Belgian-owned KBC Bank is set to become the first entrant in the current-account market here in more than a decade, the Irish Independent has learned.
It follows revelations that Permanent TSB is to scrap fees for existing and new customers who take up its current account.
The moves by KBC and Permanent TSB are set to ratchet up pressure on AIB and Bank of Ireland, in particular, as the two banks have made it almost impossible for customers to avoid fees and charges.
KBC Bank, which already has a strong presence here in mortgage lending, corporate banking and savings, is in test phase with its new product.
The bank's executive director Dara Deering confirmed the move.
"We are currently engaged in product testing and research with a view to launching our new current account later in the year and further details will be available when we are closer to launching our current account on the market," she said.
The bank would not reveal details of how the new product would work, other than saying it aims to bring "real choice and welcome competition to the market".
The new KBC current account is expected to be cheaper than those offered by AIB and Bank of Ireland, and to compete with the plans next month by Permanent TSB to drop fees and charges on everyday transactions.
KBC Bank Ireland opened its first high-street branch just before Christmas as part of plans to open a further five outlets and double the number of mortgage customers over three to five years.
KBC has been in business in Ireland for 40 years but had largely concentrated on corporate lending before moving into the area of home loans.
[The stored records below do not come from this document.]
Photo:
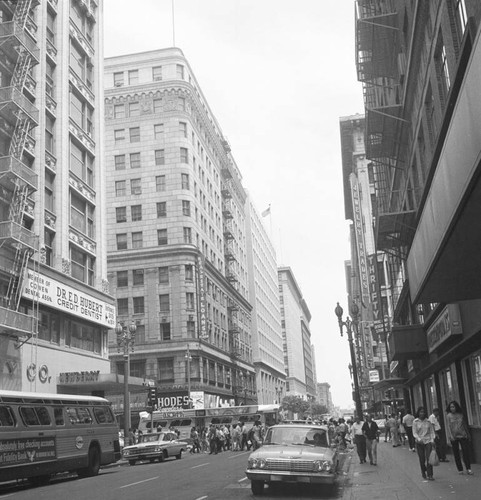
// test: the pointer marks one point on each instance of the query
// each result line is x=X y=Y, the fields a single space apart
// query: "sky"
x=277 y=75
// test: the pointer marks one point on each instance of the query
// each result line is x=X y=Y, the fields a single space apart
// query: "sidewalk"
x=398 y=477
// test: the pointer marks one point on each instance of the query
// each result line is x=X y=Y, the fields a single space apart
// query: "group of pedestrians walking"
x=424 y=434
x=217 y=438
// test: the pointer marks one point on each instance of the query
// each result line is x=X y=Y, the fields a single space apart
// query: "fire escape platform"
x=407 y=342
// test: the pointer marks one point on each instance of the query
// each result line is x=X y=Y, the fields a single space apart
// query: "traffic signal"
x=152 y=397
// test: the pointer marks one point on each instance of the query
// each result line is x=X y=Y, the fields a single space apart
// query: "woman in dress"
x=458 y=433
x=423 y=432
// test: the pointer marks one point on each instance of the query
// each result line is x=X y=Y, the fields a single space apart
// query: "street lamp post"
x=348 y=324
x=188 y=358
x=126 y=340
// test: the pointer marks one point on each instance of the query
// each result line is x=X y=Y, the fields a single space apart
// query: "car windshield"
x=151 y=438
x=309 y=436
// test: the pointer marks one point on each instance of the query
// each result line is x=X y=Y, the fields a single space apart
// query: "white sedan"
x=156 y=446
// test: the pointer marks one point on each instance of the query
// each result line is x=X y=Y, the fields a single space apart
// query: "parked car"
x=156 y=446
x=298 y=453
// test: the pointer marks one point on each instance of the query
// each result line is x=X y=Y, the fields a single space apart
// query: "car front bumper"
x=290 y=477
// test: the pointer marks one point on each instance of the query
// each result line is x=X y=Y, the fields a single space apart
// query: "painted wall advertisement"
x=54 y=294
x=27 y=450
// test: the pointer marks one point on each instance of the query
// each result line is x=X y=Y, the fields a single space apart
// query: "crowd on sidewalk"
x=422 y=433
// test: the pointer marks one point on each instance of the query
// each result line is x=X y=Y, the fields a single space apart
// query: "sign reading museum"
x=64 y=298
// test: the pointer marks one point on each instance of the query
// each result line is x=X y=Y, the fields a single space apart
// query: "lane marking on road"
x=201 y=465
x=139 y=482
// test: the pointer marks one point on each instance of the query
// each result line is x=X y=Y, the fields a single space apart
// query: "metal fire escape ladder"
x=21 y=12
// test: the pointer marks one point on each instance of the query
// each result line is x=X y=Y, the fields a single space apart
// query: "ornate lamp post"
x=126 y=340
x=348 y=324
x=188 y=358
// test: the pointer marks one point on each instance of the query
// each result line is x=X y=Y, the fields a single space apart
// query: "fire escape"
x=18 y=54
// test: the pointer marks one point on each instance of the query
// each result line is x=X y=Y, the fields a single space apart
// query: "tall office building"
x=54 y=305
x=295 y=318
x=176 y=236
x=419 y=63
x=267 y=349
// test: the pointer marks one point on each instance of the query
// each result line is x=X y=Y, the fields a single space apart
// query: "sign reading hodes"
x=64 y=298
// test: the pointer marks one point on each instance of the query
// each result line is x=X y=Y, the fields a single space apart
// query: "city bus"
x=44 y=434
x=183 y=420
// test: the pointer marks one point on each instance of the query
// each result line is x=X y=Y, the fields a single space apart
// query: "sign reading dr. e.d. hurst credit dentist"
x=59 y=296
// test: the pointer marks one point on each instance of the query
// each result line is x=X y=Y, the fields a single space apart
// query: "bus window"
x=34 y=416
x=103 y=415
x=6 y=417
x=79 y=415
x=58 y=415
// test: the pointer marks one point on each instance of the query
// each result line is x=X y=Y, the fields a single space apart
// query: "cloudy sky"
x=277 y=75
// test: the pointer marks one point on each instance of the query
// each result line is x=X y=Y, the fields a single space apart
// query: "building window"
x=186 y=208
x=121 y=214
x=123 y=307
x=157 y=73
x=120 y=188
x=138 y=277
x=159 y=131
x=118 y=79
x=166 y=368
x=122 y=279
x=119 y=135
x=184 y=155
x=163 y=275
x=134 y=108
x=119 y=111
x=183 y=129
x=121 y=241
x=159 y=157
x=136 y=212
x=164 y=303
x=119 y=162
x=82 y=266
x=82 y=215
x=81 y=164
x=137 y=240
x=138 y=303
x=188 y=235
x=135 y=186
x=157 y=105
x=160 y=183
x=161 y=209
x=165 y=335
x=134 y=134
x=134 y=160
x=180 y=71
x=162 y=237
x=133 y=77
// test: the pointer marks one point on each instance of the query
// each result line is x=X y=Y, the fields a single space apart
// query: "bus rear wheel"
x=93 y=466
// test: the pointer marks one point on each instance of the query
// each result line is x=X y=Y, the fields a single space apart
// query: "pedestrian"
x=371 y=431
x=359 y=438
x=393 y=424
x=387 y=429
x=423 y=432
x=439 y=441
x=458 y=434
x=408 y=420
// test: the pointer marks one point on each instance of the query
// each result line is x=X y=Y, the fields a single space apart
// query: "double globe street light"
x=349 y=329
x=126 y=340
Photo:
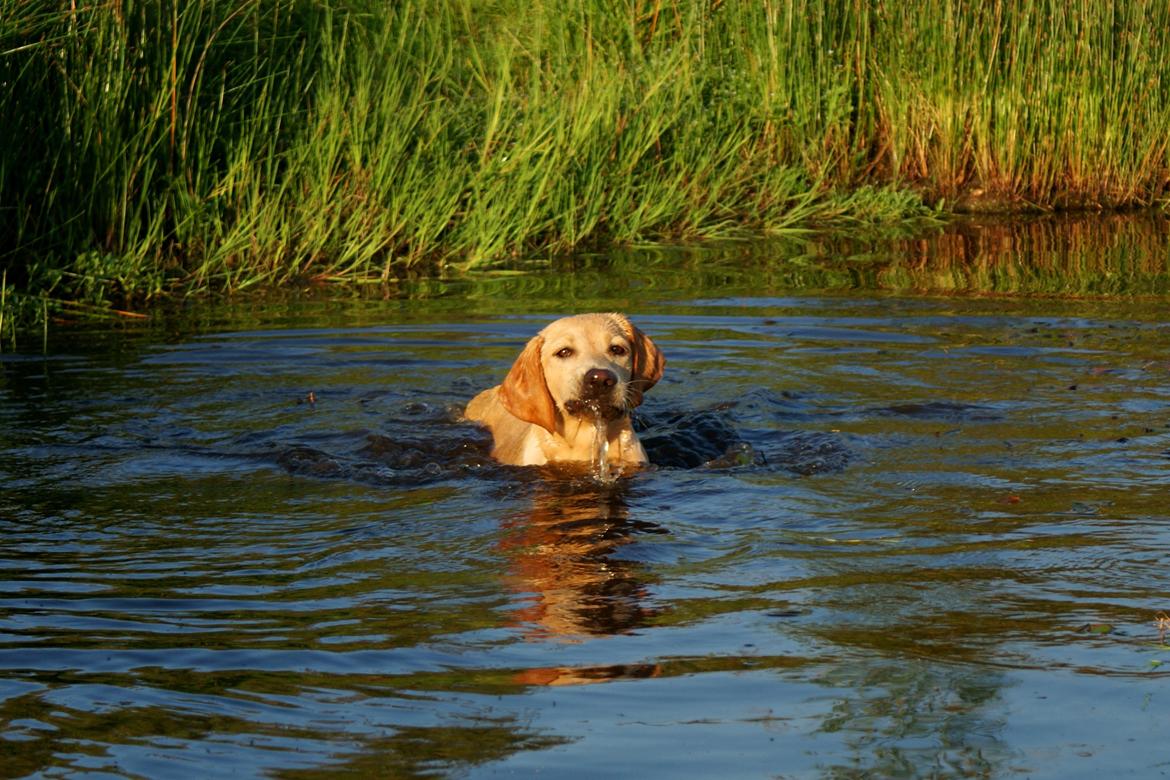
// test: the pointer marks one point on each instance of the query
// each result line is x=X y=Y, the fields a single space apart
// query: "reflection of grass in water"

Permanent TSB shocked its rivals when it was revealed that it plans to drop fees from next month.
The move will put huge pressure on AIB and Bank of Ireland, both of which have put severe charging structures in place that cost the average account holder up to €120 a year, experts said.
Permanent TSB and KBC will be hoping to attract some of the more than two million customers of the big banks.
And Ulster Bank will now find it difficult to go ahead with its plans in the summer to bring in charges for its current account customers.